Understanding the Vulnerability
Researchers from Paradigm Shift attribute the vulnerability to the handling of consecutive USB Setup packets by the DWC2 USB controller. The controller can store up to three Setup packets in memory before it resets the Direct Memory Access (DMA) base address, kept in the DOEPDMA register, to its initial position, thus functioning as a ring buffer.
The core issue arises because, after each data write, the controller increases the DOEPDMA by the size of the data. However, the reset operation decreases it by a fixed 24 bytes. This discrepancy leads to a buffer underflow condition in 12-byte steps, enabling unauthorized writes to memory areas beyond the intended buffer.
Exploitation Differences Across SoCs
On the A12 and A13 models, the USB DART (Device Address Resolution Table) is set to bypass mode within SecureROM, leaving no IOMMU barrier to prevent DMA from altering arbitrary SRAM data. While A14 and later models correctly configure DART, making them immune to this exploit, earlier models remain vulnerable.
Exploiting the A12 and S4/S5 is relatively simple, as the DMA buffer is adjacent to the USB task’s stack on the heap. By corrupting a saved Link Register (LR), attackers can gain control of the Program Counter during a scheduler context switch. A compact ROP chain then redirects DMA writes into the boot trampoline, enabling execution of attacker shellcode with full privileges.
A13 SoC Exploitation Complexity
The A13 SoC introduces Pointer Authentication (PAC), complicating direct LR corruption.
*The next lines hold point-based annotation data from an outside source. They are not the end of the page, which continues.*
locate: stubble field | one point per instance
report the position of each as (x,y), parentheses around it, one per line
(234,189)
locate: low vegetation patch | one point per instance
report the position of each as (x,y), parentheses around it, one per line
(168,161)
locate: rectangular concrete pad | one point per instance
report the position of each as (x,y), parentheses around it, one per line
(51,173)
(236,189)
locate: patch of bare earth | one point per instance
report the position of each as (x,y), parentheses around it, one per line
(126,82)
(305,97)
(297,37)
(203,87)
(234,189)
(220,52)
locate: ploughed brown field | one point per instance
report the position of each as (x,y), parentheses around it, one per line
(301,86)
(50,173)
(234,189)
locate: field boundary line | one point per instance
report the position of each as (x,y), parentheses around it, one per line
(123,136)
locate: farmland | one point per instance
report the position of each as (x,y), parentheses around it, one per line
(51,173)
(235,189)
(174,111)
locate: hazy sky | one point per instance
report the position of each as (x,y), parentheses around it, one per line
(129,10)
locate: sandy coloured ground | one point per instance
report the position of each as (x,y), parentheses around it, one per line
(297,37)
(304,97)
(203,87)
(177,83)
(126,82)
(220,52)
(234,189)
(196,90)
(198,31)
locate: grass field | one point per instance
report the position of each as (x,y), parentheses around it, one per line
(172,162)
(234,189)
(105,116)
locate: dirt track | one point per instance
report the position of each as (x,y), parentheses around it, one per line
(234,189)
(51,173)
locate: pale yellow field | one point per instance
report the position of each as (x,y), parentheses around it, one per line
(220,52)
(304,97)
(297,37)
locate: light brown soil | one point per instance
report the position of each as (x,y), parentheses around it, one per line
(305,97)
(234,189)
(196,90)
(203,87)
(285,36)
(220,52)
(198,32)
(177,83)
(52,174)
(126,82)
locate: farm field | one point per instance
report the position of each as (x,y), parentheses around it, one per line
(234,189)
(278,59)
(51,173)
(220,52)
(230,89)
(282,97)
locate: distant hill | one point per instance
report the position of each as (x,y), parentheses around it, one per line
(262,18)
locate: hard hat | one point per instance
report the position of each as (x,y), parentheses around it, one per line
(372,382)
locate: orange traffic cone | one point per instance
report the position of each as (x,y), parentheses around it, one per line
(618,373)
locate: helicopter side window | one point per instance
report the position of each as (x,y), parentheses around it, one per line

To circumvent this, researchers employed a multi-step method that involves controlled overwrites of DART heap metadata, neutralizing heap checksum protections, and preventing reboots during panic situations by overwriting a global panic counter.
Execution is rerouted using a gadget that loads a function pointer from memory controlled by the attacker, bypassing PAC due to a firmware oversight. Once EL1 code execution is achieved, the exploit injects a custom USB request handler, patches the USB serial number, and restores heap allocations to ensure device stability.
Affected Devices and Mitigation Strategies
The vulnerable SoCs include the Apple A12 in devices like the iPhone XS, XR, and iPad Pro 2018, as well as the A13 in the iPhone 11 series, and the S4/S5 in Apple Watch Series 4/5. Given the immutable nature of BootROM vulnerabilities, no software update can resolve this issue. Upgrading to A14 or newer hardware is the only effective countermeasure.
While Apple’s Secure Enclave Processor (SEP) provides an additional layer of security, usbliter8 potentially opens new avenues for indirect attacks on the Secure Enclave. Paradigm Shift coordinated with Apple Product Security before publicly disclosing their findings, and the complete proof-of-concept is accessible in their research repository.